Update: I've had a bit of a look at the majority decision in Canadian Western Bank.The upshot of Canadian Western Bank is sensible: if the feds want to immunize banks selling insurance from provincial insurance regulation, then they can, but if they don't turn their mind to the issue, the local law applies. The scope of "interjurisdictional immunity") is going to be very limited. That's a good thing for those of us worried that provincial autonomy is being crushed by the federal leviathan.
I find the rhetoric celebrating overlap of federal and provincial jurisdiction familiar-but-unsettling. The Constitution is clear that the federal and provincial spheres are exclusive (with the exception of Agriculture and Immigration). In general, federal systems are more accountable and efficient to the extent that jurisdiction is distinct. Totally separate watertight compartments may be an unrealizable ideal, but it ought to be the part of the judiciary to police the lines as best it can. Sadly, since 1949, we have delegated this taks to an institution that is appointed in the sole discretion of the federal Prime Minister and located in Ottawa, and therefore unsuited to the task. So we get statements like this from Justice Dickson, cited by the Court last week:
The history of Canadian constitutional law has been to allow for a fair amount of interplay and indeed overlap between federal and provincial powers. It is true that doctrines like interjurisdictional and Crown immunity and concepts like “watertight compartments” qualify the extent of that interplay. But it must be recognized that these doctrines and concepts have not been the dominant tide of constitutional doctrines; rather they have been an undertow against the strong pull of pith and substance, the aspect doctrine and, in recent years, a very restrained approach to concurrency and paramountcy issues.
I prefer the view of a certain notorious decentralist small government extremist, who managed to discuss these issues clearly and without resort to tree or tide metaphors:
A fundamental condition of representative democracy is a clear allocation of responsibilities: a citizen who disapproves of a policy, a law, a municipal by-law, or an educational system must know precisely whose work it is so that he can hold someone responsible for it at the next election.
[...]
In a federal state such as Canada, [t]he exercise of sovereignty is divided between a central government and ten regional governments which, taken together, constitute the Canadian state, and each of which must ensure a certain part of the general welfare. Since the same citizens vote in both federal and provincial elections, they must be able to determine readily which government is responsible for what; otherwise the democratic control of power becomes impossible.... [T]he corollary is that no government has the right to interfere with the administration of other governments in those areas not within its own jurisdiction. -- Trudeau, Pierre E. 1957. Federal Grants to Universities. In Trudeau, P.E. Federalism and the French Canadians. Toronto: MacMillan of Canada 1968. pp. 79-80.

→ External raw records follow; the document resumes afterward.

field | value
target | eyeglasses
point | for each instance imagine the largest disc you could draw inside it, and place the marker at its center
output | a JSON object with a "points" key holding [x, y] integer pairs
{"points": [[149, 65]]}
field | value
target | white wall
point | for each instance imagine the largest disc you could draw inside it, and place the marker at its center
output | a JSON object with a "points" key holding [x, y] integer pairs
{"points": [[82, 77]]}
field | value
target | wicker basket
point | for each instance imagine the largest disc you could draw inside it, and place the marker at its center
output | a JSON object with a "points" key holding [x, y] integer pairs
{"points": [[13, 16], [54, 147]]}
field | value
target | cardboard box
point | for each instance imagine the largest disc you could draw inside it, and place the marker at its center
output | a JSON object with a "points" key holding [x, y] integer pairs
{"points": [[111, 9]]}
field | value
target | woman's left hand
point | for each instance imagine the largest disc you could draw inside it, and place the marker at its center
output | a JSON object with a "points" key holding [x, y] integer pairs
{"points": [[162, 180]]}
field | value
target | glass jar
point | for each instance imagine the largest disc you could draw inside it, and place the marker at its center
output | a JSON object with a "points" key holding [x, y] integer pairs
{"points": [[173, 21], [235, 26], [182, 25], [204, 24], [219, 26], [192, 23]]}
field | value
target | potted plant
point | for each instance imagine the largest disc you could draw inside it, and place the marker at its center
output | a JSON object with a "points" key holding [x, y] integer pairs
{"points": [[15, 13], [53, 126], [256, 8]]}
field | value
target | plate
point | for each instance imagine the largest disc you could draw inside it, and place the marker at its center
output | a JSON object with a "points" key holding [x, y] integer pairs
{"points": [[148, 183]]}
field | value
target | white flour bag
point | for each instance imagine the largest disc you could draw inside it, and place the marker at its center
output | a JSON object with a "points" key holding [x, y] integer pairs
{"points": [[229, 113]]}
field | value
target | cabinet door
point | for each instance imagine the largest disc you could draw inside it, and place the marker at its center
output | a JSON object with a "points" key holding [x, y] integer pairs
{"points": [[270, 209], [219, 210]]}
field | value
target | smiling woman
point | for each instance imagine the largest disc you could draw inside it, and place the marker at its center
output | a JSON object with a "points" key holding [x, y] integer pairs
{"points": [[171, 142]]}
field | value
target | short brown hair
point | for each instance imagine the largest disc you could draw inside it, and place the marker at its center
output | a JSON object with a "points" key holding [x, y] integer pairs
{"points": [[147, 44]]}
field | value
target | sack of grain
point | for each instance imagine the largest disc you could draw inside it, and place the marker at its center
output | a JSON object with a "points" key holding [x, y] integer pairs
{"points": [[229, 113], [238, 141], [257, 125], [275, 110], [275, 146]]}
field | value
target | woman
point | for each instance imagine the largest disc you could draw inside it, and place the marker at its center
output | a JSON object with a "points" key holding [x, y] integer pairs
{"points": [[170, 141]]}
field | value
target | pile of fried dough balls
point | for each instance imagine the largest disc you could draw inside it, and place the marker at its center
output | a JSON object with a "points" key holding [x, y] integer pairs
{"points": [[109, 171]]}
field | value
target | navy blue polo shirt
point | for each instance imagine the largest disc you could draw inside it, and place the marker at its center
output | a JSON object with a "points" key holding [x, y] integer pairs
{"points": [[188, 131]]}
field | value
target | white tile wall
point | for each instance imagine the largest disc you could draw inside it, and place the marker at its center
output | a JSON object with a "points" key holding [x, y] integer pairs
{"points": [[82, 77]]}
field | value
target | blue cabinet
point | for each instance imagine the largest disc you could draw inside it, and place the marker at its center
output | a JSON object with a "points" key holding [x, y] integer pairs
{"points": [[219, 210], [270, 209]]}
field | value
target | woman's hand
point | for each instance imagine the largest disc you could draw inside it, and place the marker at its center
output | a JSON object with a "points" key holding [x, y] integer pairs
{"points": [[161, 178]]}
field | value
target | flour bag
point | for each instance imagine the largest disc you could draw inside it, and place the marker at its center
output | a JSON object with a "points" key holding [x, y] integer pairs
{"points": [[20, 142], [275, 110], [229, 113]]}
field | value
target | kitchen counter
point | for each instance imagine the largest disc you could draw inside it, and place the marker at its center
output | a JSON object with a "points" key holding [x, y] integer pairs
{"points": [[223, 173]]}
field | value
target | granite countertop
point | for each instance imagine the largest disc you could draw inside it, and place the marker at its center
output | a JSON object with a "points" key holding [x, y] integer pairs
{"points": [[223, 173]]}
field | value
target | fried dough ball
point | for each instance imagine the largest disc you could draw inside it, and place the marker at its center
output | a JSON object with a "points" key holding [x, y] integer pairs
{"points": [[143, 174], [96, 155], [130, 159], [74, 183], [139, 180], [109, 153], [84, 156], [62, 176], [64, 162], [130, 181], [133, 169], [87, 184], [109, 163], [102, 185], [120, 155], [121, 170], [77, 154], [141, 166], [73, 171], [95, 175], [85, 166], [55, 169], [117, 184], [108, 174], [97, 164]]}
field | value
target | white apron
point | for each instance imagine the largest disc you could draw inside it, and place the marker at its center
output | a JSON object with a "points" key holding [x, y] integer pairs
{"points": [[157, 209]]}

But leaving aside the presence of the familiar "co-operative" rhetoric, the result is a good one for those of us concerned with provincial autonomy from an overweening federal leviathan. The reality is that "interjurisdictional immunity" in the technical sense used in Canadian federalism law has always been used to boost federal power at the expense of the provinces, and usually in ways that create injustices neither level of government really intended. Whatever the merits of consolidating insurance regulation across the country, there is no good reason to give the banks special privileges.
A provincial autonomist can be heartened by the references to subsidiarity at para. 45. Notwithstanding Dickson's comment, "pith and substance" means allowing "incidental" intrusions into the other government's sphere, and there is room for a latter-day autonomist to interpret "incidental" more narrowly.